6. Don’t force yourself to go home.
According to Gabi Conti, author of 20 Guys You Date in Your 20s and expert on all things resilience (in dating and in life!), this is not the year to force yourself to make the trek home. “Traveling is still scary — and if holidays with the fam always stress you out — try making new (safe) holiday traditions with your friends instead,” she says. With COVID-19 still a pressing issue, allowing yourself to do things a little differently this year is an act of self-care.

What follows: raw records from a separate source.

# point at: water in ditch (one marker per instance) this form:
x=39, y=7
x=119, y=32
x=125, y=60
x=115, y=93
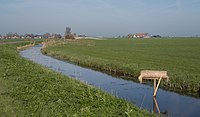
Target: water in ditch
x=168, y=103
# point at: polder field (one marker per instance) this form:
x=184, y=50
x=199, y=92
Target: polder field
x=127, y=57
x=29, y=89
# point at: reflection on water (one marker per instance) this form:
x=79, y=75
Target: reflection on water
x=168, y=103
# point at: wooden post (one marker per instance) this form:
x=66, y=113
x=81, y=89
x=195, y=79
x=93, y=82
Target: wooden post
x=154, y=85
x=155, y=91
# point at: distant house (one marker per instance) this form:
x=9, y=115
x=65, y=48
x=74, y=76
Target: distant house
x=139, y=35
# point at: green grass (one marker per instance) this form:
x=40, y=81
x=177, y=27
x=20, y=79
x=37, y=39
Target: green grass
x=179, y=56
x=28, y=89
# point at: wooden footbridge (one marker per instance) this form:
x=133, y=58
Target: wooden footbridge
x=153, y=75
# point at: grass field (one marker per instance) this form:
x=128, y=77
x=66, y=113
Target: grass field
x=179, y=56
x=28, y=89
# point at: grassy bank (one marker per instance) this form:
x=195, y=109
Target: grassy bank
x=28, y=89
x=179, y=56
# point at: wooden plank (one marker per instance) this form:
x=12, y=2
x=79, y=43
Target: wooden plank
x=154, y=94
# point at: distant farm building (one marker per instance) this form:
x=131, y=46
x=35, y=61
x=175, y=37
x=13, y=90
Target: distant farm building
x=139, y=35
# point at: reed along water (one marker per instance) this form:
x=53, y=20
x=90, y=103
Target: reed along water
x=167, y=103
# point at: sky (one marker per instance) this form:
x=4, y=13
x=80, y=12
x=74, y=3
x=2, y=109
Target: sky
x=101, y=17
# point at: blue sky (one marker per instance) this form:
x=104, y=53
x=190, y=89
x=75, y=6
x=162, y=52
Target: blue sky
x=101, y=17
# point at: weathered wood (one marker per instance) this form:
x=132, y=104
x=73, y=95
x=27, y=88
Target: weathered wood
x=149, y=74
x=155, y=91
x=153, y=75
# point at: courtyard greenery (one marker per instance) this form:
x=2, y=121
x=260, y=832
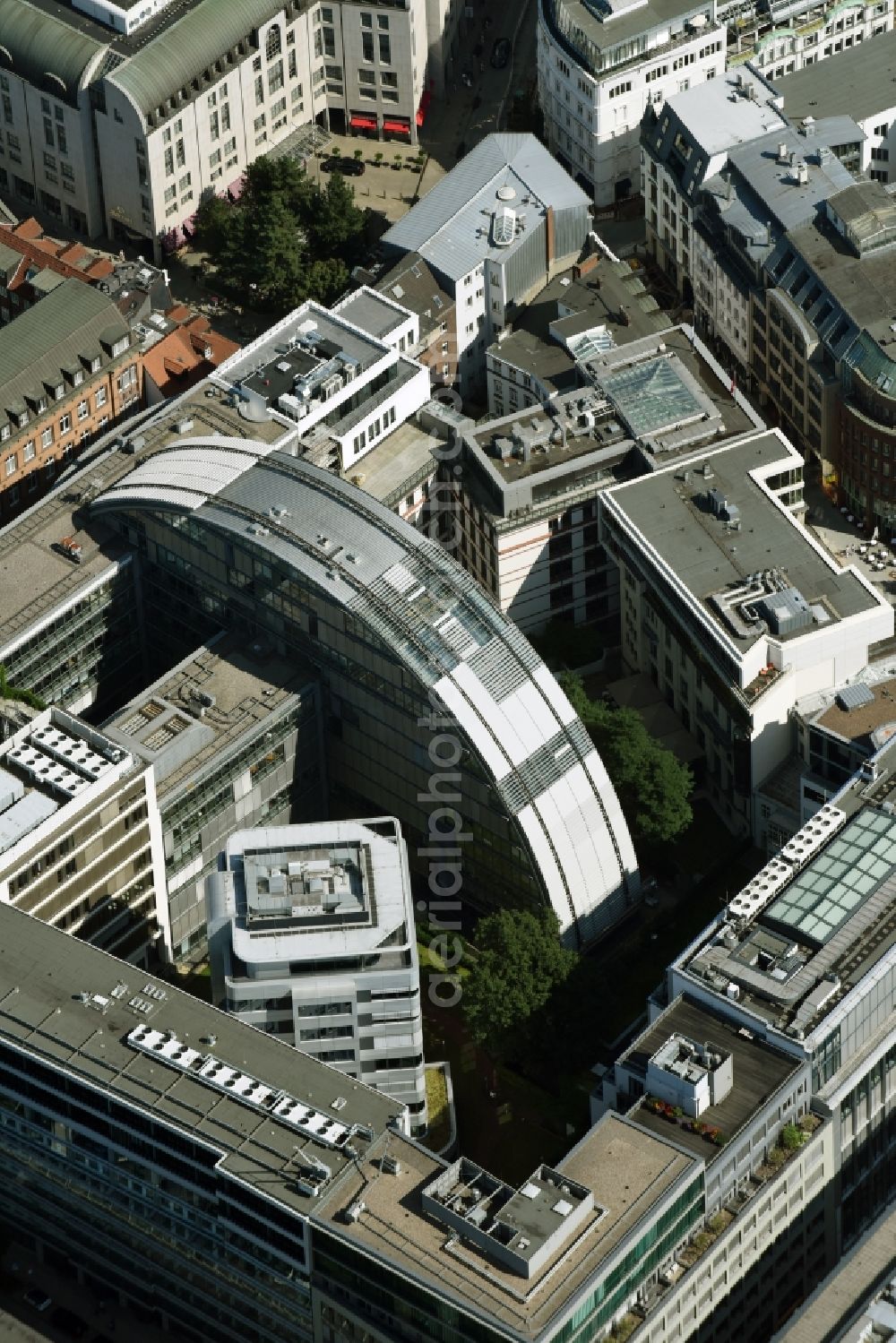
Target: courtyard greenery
x=287, y=239
x=653, y=786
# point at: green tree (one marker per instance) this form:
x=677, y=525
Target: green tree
x=519, y=965
x=327, y=280
x=339, y=228
x=651, y=785
x=215, y=220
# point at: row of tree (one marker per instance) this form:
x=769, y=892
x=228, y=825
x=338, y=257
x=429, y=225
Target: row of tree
x=287, y=239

7. Make time for puzzle time.
If you do go home, don’t be surprised if for a few days with family, you run out of things to say. To combat this, try doing an activity that will allow you to spend time together but also have a distraction! This could be anything from tennis to cornhole to poker or Monopoly. You may be surprised by how relaxed this makes you feel. Murnane recommends a puzzle, which has become one of her favorite tools for calming her body and mind. “I like to start and end my day with some puzzle time (instead of looking at my phone). You can do them alone or it’s a great bonding project to do with someone you love,” she says. Murnane loves the brand Inner Piece. “I automatically feel more calm and focused doing one of their puzzles,” she continues.
With the tips above, you can take better care of yourself over the holidays and make this year a truly restorative holiday season. Just remember to pack your collagen powder (if you decide to go home), order a few games or puzzles, and make sure your daily schedule includes some much-needed solitude.